COSIMO MARASCIULO: I would go for the first one.

ROBERT PESTON: You think we’ve got to brace ourselves for more.

COSIMO MARASCIULO: We need to be open minded as an investor. Maybe you should not look at the, when you look at your charts and you see, you should not look at the last 12 months, but extend it to a longer period of time. So a lot of things can happen.


HETAL MEHTA: I think with just the sheer number of events that are coming up, you only have to call one of them wrong before you see quite a significant impact in markets. My base case would be most of these hurdles are passed, but just. But I have to say the conviction in that has clearly been shaken quite significantly.


ED FRANCIS: Well I think we have seen political shocks, but actually we have broadly speaking muddled through. Economies have muddled through. And I think our expectation is there’ll still be, again this populism thing etc. will create tension and a lot of headlines. But policymakers are still generally doing rational things supporting a muddle through scenario.

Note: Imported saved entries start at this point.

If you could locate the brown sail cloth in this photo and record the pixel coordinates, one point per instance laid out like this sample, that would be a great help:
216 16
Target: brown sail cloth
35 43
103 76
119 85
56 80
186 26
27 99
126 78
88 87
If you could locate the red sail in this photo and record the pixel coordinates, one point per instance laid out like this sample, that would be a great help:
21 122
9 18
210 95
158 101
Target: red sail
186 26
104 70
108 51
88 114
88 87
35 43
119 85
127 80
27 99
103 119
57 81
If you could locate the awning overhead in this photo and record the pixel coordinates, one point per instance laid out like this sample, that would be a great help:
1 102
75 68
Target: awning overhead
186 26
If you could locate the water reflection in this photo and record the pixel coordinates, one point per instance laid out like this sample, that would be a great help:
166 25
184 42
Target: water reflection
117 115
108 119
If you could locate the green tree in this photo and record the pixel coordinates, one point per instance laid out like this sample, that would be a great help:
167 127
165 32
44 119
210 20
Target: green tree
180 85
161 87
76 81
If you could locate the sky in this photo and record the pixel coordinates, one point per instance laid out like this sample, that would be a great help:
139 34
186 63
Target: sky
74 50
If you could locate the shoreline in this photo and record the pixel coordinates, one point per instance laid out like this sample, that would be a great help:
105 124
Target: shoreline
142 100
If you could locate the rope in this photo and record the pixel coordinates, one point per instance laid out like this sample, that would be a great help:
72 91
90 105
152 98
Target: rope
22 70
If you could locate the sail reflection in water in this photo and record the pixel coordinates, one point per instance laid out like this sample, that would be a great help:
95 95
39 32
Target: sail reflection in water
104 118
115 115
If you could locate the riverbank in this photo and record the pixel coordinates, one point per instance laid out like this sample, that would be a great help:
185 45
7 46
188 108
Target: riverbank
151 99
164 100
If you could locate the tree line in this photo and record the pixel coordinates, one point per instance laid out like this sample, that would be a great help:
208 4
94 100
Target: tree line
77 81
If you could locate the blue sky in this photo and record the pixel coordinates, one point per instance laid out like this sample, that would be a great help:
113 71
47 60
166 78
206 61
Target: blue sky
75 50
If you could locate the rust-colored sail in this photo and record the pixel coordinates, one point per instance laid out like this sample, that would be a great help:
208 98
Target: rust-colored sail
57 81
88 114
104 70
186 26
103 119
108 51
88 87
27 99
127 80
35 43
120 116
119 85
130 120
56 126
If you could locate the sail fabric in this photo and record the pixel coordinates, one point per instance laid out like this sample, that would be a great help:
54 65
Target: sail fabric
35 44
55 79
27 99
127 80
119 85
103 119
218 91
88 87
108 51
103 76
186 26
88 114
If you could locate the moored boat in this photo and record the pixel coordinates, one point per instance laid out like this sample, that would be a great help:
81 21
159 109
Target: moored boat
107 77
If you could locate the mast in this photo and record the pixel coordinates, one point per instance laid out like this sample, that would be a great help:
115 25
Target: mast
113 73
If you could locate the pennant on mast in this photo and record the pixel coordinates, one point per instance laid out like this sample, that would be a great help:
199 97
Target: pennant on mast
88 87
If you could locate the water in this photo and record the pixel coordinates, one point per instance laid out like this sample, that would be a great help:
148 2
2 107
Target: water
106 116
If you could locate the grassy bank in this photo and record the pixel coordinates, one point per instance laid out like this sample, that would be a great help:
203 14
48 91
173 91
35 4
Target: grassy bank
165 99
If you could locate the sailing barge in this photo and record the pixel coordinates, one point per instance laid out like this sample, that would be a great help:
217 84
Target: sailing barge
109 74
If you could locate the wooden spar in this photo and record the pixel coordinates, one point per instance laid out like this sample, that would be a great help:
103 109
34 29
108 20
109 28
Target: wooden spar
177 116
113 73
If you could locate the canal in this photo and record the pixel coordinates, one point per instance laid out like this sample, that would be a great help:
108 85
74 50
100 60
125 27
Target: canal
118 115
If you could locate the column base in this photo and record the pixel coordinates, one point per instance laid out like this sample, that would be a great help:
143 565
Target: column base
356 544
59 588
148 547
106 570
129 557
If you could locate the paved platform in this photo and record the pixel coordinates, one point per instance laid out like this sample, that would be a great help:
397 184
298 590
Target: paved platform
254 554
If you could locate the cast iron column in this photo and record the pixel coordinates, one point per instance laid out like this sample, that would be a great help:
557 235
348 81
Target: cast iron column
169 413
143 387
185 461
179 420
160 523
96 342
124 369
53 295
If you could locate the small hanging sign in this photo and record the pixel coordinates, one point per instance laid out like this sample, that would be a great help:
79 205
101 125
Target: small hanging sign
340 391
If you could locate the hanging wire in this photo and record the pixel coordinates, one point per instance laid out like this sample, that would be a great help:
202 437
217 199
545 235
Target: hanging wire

So that’s still what we’d expect to see.


LEON CORNELISSEN: Political risks have increased, so I would say prepare for more turmoil. It will also be very interesting to watch the outcome of the German elections.

ROBERT PESTON: Yes, I mean we haven’t really touched on the German elections. It sounds to me as though you’re not, because many people would say that Angela Merkel is the in a sense pillar of stability in a very uncertain world. You obviously worry that she may not be around after the elections.

LEON CORNELISSEN: She’s tired, and if you look at the opinion polls, but who is looking at opinion polls nowadays but OK. Then a grand coalition still has a majority of 55%. But I would say 55% isn’t that comforting, so are we heading for a three party cabinet in Germany? It’s all very uncertain at this moment.

ROBERT PESTON: So on that cheery thought I think we’ll wrap up what was an absolutely gripping and fascinating discussion. Lots of that to pick up in our own private conversations. I have to say I am probably the one person in this room who is unbelievably profoundly grateful for Brexit and for Trump because it keeps my daily job very interesting indeed. Thanks very much to my brilliant guests. We’ll be back in just a few minutes to talk about actually a big subject that we talk about a lot here on asset.tv, which is the future of pensions. And of course the future of pensions has had a, it’s been influenced tremendously by both the Brexit vote and the Trump elections. So see you in just a few minutes.